I noticed that the root partition is at 88% usage, and checked where I could possibly delete some unneeded stuff.
Best candidate is “/usr/lib/locale” where many language files are that I probably won’t need.
Is it safe to delete everything except “en_US.UTF-8” (used locale)?
How do I prevent regeneration of those files?
I would support redoing the installation to get the updated partitioning structure. It removes all the worries you have about disk space and you don’t have to worry about deleting files that may or may not be needed. Also they likely will be restored on an update.
I do re-installations fairly often on a VirtualBox VM testbed I have, for doing testing work on bug changes etc, so I do get a bit of practise and it takes me about 15 minutes to do a re-install. Without the practise I still think it would only take about 30 minutes as long as you are prepared.
That preparation involves making a list of the mac addresses for each interface and what ip address you use for green, blue and orange.
Also as @jon noted take a backup and download it to the pc that you have the WUI on so it is not on the IPFire machine that you will re-install.
The above does presume that you don’t have any special tunings where files are edited that normally aren’t changed as those likely won’t be backed-up unless you have added those files to the /var/ipfire/backup/include.user file.
Thanks, I will save that information for later when the proper fix is unavoidable anymore.

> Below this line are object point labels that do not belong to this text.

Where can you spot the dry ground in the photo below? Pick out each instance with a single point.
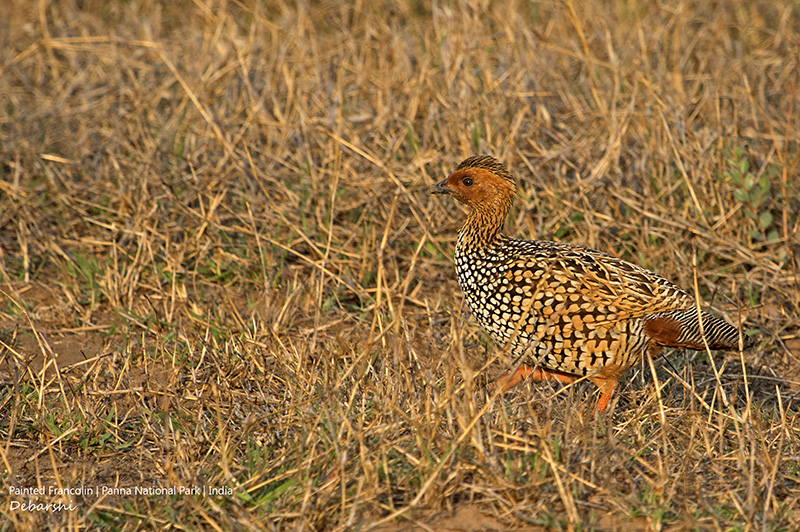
(221, 267)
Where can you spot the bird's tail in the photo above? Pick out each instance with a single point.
(681, 328)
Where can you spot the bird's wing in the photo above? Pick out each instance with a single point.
(581, 280)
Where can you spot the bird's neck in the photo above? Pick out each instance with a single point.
(483, 226)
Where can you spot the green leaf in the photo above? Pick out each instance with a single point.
(740, 195)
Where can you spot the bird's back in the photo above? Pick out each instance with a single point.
(578, 310)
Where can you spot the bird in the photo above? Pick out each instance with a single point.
(570, 312)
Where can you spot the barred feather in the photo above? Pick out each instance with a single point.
(574, 311)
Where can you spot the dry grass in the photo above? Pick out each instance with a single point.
(221, 267)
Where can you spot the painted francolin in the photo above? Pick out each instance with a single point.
(575, 312)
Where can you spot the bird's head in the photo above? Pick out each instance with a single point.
(479, 182)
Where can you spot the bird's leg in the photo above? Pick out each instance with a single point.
(606, 387)
(523, 372)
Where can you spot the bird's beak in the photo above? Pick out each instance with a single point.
(441, 188)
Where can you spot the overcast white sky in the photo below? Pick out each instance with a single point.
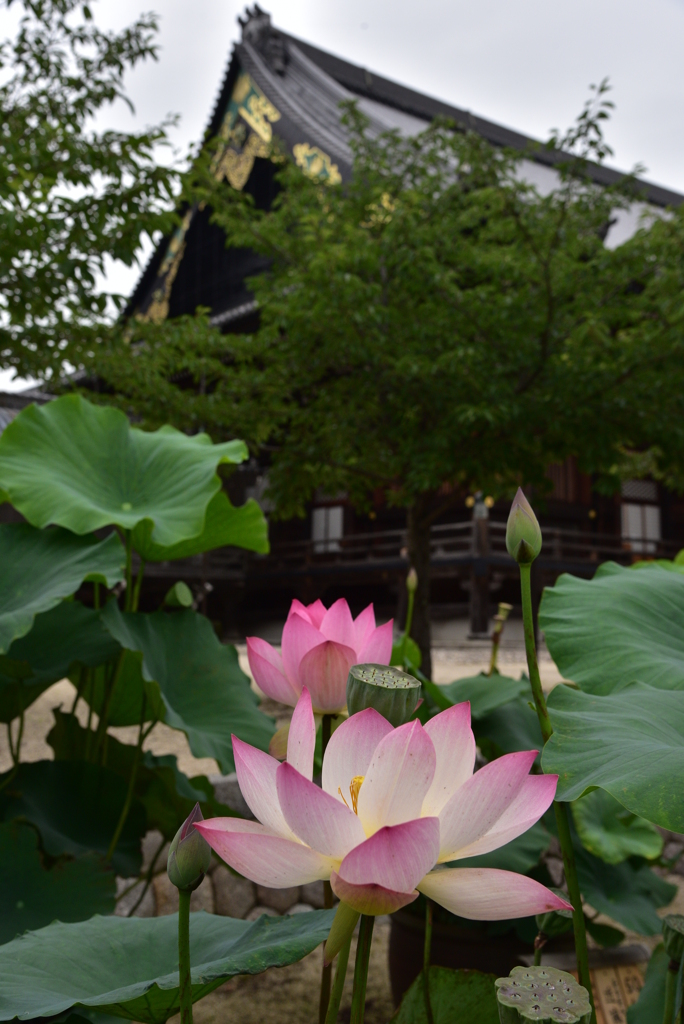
(524, 64)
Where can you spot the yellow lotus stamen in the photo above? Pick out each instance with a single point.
(353, 790)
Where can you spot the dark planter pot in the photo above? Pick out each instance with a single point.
(456, 946)
(453, 946)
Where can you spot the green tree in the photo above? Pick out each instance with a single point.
(435, 324)
(71, 196)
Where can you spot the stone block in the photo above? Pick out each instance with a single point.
(233, 897)
(166, 896)
(312, 893)
(227, 792)
(258, 911)
(280, 899)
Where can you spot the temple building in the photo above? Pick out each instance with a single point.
(279, 86)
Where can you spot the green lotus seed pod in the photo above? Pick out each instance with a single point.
(189, 855)
(673, 936)
(555, 922)
(523, 536)
(392, 692)
(543, 994)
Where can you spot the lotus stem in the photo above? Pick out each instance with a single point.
(138, 584)
(670, 991)
(338, 984)
(427, 947)
(327, 970)
(129, 571)
(560, 809)
(361, 969)
(131, 786)
(184, 981)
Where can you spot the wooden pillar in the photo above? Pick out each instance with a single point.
(479, 572)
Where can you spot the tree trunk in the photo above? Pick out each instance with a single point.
(419, 557)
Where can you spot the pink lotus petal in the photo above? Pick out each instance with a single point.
(533, 799)
(364, 626)
(398, 777)
(298, 608)
(256, 777)
(299, 637)
(378, 646)
(301, 738)
(455, 747)
(324, 670)
(338, 625)
(316, 612)
(477, 805)
(319, 820)
(395, 857)
(269, 860)
(350, 750)
(371, 898)
(266, 668)
(487, 894)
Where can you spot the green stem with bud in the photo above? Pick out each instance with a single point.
(184, 982)
(560, 809)
(338, 984)
(361, 969)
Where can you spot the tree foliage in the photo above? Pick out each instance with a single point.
(71, 196)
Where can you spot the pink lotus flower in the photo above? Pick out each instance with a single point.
(318, 648)
(395, 805)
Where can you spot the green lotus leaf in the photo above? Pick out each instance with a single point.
(610, 832)
(205, 692)
(75, 806)
(630, 743)
(456, 997)
(39, 567)
(620, 627)
(32, 896)
(128, 967)
(649, 1008)
(630, 893)
(167, 795)
(224, 525)
(83, 467)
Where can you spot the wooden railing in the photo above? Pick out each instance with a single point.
(451, 545)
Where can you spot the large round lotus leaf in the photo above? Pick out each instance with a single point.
(205, 692)
(629, 893)
(167, 795)
(456, 997)
(39, 567)
(129, 966)
(630, 743)
(32, 896)
(620, 627)
(83, 467)
(225, 525)
(610, 832)
(76, 806)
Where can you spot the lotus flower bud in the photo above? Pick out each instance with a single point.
(673, 936)
(189, 855)
(523, 537)
(392, 692)
(529, 991)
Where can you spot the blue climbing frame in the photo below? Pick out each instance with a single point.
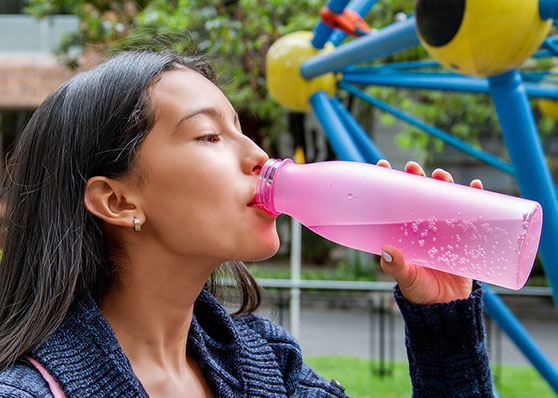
(509, 91)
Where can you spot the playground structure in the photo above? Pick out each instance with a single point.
(482, 43)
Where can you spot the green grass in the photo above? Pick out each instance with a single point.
(356, 375)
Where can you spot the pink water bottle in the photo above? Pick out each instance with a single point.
(453, 228)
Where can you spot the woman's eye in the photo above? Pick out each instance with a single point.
(210, 138)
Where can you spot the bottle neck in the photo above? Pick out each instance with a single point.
(265, 188)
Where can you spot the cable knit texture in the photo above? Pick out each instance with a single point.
(250, 356)
(450, 361)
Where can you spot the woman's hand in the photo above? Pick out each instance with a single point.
(421, 285)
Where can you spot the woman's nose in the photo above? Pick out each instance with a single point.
(254, 158)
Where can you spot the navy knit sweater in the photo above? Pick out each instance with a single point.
(252, 357)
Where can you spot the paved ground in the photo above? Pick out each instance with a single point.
(338, 328)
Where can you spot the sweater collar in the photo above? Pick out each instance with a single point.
(84, 356)
(236, 360)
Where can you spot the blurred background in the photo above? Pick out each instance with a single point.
(44, 42)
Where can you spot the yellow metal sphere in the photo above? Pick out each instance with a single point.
(282, 70)
(480, 37)
(548, 108)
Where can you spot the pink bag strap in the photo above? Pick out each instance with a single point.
(54, 387)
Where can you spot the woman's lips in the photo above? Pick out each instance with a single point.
(261, 207)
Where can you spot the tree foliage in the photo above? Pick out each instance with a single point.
(237, 34)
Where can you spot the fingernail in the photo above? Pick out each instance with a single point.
(387, 257)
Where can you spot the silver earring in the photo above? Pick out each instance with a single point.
(137, 225)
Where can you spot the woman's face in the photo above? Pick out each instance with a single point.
(198, 175)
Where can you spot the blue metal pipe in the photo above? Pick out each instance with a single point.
(361, 7)
(392, 67)
(548, 9)
(527, 155)
(322, 31)
(440, 134)
(551, 47)
(395, 37)
(367, 147)
(498, 311)
(338, 136)
(445, 82)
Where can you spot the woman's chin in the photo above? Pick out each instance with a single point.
(264, 252)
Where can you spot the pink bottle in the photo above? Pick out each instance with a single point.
(453, 228)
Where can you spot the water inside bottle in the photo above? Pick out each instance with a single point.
(487, 250)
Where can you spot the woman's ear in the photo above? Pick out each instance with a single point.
(109, 200)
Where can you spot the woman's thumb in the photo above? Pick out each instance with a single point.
(393, 263)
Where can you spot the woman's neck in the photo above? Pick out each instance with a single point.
(150, 309)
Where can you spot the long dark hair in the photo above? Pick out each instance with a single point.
(55, 250)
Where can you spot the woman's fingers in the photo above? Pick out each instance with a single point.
(384, 163)
(441, 174)
(414, 168)
(393, 263)
(477, 184)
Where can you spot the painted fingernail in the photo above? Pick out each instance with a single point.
(387, 257)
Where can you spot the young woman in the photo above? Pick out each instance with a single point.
(129, 188)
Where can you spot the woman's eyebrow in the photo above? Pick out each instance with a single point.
(209, 111)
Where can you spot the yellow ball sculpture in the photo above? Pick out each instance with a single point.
(480, 37)
(282, 70)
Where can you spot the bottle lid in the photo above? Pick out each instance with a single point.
(265, 187)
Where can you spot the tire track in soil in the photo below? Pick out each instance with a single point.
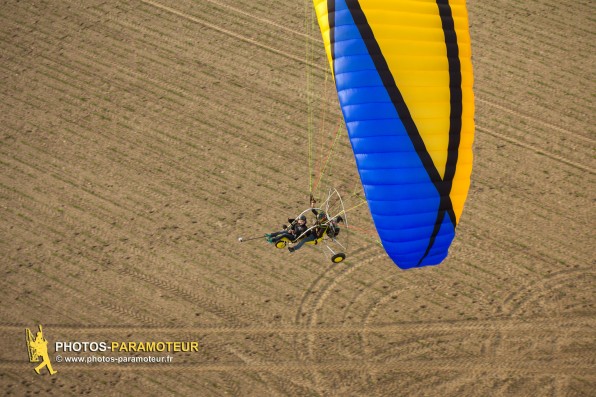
(527, 294)
(478, 366)
(500, 136)
(575, 323)
(231, 34)
(230, 314)
(537, 150)
(325, 285)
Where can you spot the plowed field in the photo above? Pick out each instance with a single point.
(139, 139)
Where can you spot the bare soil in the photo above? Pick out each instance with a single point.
(139, 139)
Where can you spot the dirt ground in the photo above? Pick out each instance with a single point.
(139, 139)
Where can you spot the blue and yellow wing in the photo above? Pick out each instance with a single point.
(403, 74)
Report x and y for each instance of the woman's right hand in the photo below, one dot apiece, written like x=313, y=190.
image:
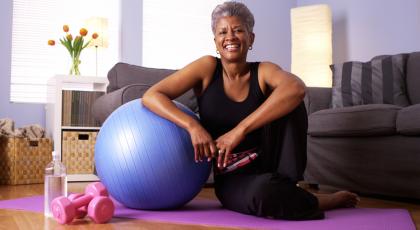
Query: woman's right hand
x=203, y=143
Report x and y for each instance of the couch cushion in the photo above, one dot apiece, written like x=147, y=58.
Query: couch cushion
x=379, y=81
x=362, y=120
x=123, y=74
x=413, y=77
x=408, y=120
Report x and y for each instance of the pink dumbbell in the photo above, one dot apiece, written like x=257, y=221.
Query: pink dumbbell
x=100, y=206
x=82, y=211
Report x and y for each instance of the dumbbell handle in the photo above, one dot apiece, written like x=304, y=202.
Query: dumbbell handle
x=82, y=200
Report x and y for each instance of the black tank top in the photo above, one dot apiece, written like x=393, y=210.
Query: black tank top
x=219, y=113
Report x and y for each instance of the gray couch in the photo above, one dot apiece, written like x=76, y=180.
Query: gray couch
x=128, y=82
x=371, y=149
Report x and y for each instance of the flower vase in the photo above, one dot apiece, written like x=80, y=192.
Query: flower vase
x=74, y=69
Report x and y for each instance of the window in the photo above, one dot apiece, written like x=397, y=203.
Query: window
x=176, y=32
x=34, y=62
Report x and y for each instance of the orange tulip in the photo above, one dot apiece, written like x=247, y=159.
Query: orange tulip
x=83, y=32
x=66, y=28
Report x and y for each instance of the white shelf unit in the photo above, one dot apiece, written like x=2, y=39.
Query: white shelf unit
x=54, y=126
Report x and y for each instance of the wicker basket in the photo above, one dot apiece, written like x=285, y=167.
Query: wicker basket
x=77, y=151
x=23, y=161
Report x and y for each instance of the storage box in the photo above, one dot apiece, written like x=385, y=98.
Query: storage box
x=77, y=151
x=23, y=161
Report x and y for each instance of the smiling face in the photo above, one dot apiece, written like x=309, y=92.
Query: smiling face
x=232, y=38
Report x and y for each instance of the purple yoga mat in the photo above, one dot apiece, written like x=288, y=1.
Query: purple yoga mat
x=210, y=212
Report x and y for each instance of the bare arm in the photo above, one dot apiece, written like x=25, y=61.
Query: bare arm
x=159, y=100
x=286, y=92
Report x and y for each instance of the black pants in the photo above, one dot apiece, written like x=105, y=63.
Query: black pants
x=267, y=186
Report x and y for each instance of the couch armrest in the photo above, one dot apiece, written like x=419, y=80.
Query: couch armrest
x=317, y=98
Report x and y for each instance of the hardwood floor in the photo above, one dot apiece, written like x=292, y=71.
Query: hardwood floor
x=11, y=219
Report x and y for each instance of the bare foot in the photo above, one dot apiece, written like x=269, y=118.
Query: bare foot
x=340, y=199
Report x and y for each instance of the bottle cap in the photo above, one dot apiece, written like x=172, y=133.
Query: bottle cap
x=55, y=155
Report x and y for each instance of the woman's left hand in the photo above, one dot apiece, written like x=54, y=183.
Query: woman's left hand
x=226, y=143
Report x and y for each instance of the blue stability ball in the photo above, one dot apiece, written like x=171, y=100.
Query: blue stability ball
x=147, y=162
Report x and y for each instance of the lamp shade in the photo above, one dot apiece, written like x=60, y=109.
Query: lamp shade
x=312, y=44
x=100, y=26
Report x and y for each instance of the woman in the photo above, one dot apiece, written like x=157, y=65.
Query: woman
x=251, y=113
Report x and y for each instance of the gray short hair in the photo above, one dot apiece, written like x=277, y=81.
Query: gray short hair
x=233, y=8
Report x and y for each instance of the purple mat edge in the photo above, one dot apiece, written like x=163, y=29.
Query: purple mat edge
x=216, y=216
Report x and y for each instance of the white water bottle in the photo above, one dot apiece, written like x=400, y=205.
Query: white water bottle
x=55, y=183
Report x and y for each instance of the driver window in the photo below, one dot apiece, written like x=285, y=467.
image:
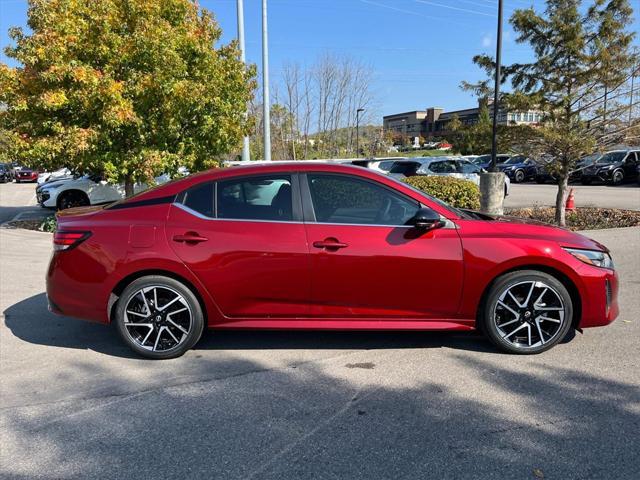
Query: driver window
x=341, y=199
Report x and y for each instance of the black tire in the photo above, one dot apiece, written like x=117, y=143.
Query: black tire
x=72, y=199
x=489, y=314
x=617, y=177
x=519, y=176
x=187, y=342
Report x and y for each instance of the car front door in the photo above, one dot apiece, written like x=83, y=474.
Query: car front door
x=248, y=247
x=367, y=262
x=631, y=165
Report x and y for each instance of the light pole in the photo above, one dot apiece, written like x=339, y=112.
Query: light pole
x=358, y=112
x=266, y=114
x=246, y=152
x=492, y=182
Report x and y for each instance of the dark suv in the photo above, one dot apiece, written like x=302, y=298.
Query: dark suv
x=613, y=167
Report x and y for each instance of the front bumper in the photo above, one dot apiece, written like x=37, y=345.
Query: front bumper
x=602, y=175
x=599, y=296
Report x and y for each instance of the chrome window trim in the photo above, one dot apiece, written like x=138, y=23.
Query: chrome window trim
x=448, y=223
x=204, y=217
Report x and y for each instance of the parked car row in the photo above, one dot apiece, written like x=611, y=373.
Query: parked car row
x=62, y=189
x=457, y=167
x=614, y=167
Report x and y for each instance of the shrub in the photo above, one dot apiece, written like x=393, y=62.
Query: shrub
x=454, y=191
x=49, y=224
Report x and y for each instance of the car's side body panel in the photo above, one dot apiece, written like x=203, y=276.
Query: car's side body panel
x=265, y=274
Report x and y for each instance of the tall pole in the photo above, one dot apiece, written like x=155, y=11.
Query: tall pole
x=633, y=76
x=496, y=93
x=246, y=152
x=358, y=111
x=266, y=116
x=492, y=182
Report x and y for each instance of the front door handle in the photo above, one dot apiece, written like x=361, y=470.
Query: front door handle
x=330, y=244
x=189, y=237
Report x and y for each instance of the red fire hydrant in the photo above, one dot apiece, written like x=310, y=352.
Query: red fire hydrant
x=570, y=205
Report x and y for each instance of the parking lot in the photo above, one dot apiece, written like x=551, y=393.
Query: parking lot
x=76, y=403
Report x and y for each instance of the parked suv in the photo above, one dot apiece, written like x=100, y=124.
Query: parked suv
x=5, y=173
x=613, y=167
x=519, y=168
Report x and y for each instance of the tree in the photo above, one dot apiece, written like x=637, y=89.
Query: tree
x=128, y=88
x=580, y=57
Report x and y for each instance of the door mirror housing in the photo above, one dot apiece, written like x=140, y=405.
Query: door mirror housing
x=426, y=219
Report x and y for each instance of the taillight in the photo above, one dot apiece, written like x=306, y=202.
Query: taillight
x=67, y=240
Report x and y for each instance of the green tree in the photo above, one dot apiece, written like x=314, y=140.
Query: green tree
x=578, y=52
x=128, y=88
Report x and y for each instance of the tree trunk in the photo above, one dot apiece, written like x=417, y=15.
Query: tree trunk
x=561, y=198
x=128, y=187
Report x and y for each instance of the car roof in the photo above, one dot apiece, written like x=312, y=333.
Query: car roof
x=257, y=168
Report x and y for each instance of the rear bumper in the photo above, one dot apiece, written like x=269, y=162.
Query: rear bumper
x=75, y=288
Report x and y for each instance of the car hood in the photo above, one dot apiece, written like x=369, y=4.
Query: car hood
x=535, y=229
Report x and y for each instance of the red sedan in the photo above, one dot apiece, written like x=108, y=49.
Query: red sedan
x=318, y=246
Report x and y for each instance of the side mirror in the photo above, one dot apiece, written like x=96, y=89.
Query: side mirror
x=426, y=219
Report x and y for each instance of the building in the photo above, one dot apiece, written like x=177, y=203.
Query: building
x=433, y=121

I would have to do this on a weekend to not interrupt our users (and I wouldn’t take chances doing this in midweek).
Regarding updates: The deletion would be incorporated in the update workflow and be done manually. I could also simply use a cron job to check/delete.
Though, does anyone have infos if these files can safely be deleted?
Some weeks ago I had the same problem. I fixed it using a Live CD with GParted without reinstalling IPFire.
That was that I did:
[ I have edited the steps because, sorry]
Reduce the size of the sda4 partition.
Make a copy of the swap partition.
Delete the original swap partition.
Increase the size of the sda1 and sda3 partitions.
After a reboot all worked like a charm.
I did it first in a virtual machine and later in a production machine without problems in both cases. I don’t know if you have the same partitions schema but I guess yes. Don’t try it without to make a backup first. Best if you can try with a virtual machine.